Cuando uno se asoma en Venezuela a una panadería, abasto, tienda, mercado, mercadito, supermercado, supermarket, bazar o quiosco, se tropieza con harina de maíz, en distintos empaques, que te recuerdan que lo mejor es que te lleves uno, porque nunca se sabe.
Hubo una época en la que una sola marca mandaba en los estantes. Las otras ocupaban espacios marginales. Pero la tierra gira, el piso político se mueve y el monopolio tiembla. Pasamos de una etiqueta a unas cuantas, más de 50. Además de la de Pan están Doña Emilia, que financia al Portuguesa Fútbol Club; Juana, Maiskel, trujillana; Lucharepa, de Los Teques; Doñarepa, Oriental, Mazorca, Maizabrosa, Doña Goya, Harina Casa, Demasa, Fina, Doña Rosa, Ricarepa, Venezuela, Promasa. Nombro solo algunas de muchas. El Silbón, Mia Chepa, Don Quijote, Las Tres Vírgenes, Deli Arepa, Páez, Don Nicola, Doña María, Doña Celina, Celia, La Palma, Doña Yolanda, Doña Arminda, Alimet, Solmia, San Jorge, El Valle, El Maizal, Doña Belén, Luccia, Don Mauro, Budare Harina, La Nieve, La Pueblerina, D’Casta, Don Eloy, Micaela. Sigue la lista (revolucionando.blogspot.com), porque se suman las importadas. La crisis lleva a que resurja la producción o a que se diversifique. Algo hay que hacer.
Tantas etiquetas hacen recordar la fábula del chiripero que Alí Primera nombra en su canción.
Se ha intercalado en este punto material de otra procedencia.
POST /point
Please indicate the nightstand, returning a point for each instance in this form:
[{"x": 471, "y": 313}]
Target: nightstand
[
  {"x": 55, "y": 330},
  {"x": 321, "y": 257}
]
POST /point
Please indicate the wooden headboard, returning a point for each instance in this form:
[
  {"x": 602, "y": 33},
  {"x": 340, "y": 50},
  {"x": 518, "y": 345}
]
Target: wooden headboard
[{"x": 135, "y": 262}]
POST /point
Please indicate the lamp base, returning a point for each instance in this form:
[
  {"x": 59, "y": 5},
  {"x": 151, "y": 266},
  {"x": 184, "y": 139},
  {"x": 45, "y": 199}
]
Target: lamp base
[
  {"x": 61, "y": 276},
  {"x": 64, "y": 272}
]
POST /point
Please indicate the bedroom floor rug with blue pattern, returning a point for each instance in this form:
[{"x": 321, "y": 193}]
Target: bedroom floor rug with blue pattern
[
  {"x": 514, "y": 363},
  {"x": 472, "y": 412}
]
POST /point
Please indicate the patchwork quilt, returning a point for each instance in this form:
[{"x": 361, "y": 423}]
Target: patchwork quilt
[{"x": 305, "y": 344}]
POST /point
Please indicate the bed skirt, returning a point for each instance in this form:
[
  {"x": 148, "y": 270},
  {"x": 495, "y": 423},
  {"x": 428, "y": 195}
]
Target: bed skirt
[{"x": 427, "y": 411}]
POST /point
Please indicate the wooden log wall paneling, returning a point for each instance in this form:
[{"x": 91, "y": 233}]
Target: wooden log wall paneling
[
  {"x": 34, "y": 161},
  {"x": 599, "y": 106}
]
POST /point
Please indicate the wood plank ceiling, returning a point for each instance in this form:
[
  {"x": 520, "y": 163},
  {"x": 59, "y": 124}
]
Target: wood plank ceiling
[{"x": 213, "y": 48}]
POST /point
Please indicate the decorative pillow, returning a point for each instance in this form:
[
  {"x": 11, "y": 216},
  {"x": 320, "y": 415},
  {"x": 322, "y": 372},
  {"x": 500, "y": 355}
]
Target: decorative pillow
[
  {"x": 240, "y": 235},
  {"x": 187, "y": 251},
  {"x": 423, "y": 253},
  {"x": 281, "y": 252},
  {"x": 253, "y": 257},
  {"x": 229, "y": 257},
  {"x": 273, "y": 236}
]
Siempre fuimos comedores de arepa. Cuando los europeos llegaron a estas costas, con sus planes imperiales y de dominación, tropezaron con la realidad de un mundo que se alimentaba de maíz. Los descubiertos fueron ellos.
Ya estaba dicho por el Popol Vuh: “De maíz amarillo y maíz blanco se hizo su carne; de masa de maíz se hicieron los brazos y las piernas del hombre. Únicamente masa de maíz entró en la carne de nuestros padres”. En Hombres de Maíz, Miguel Ángel Asturias explica que “las mujeres comían unas como manzanasrrosas de masa de maíz sin endurecer (…) en tazas de bola servían el atol de suero de queso y maíz”.
En lo que llamamos América, el maíz, junto a los frijoles y auyamas –calabazas–, cubrían las necesidades básicas nutricionales.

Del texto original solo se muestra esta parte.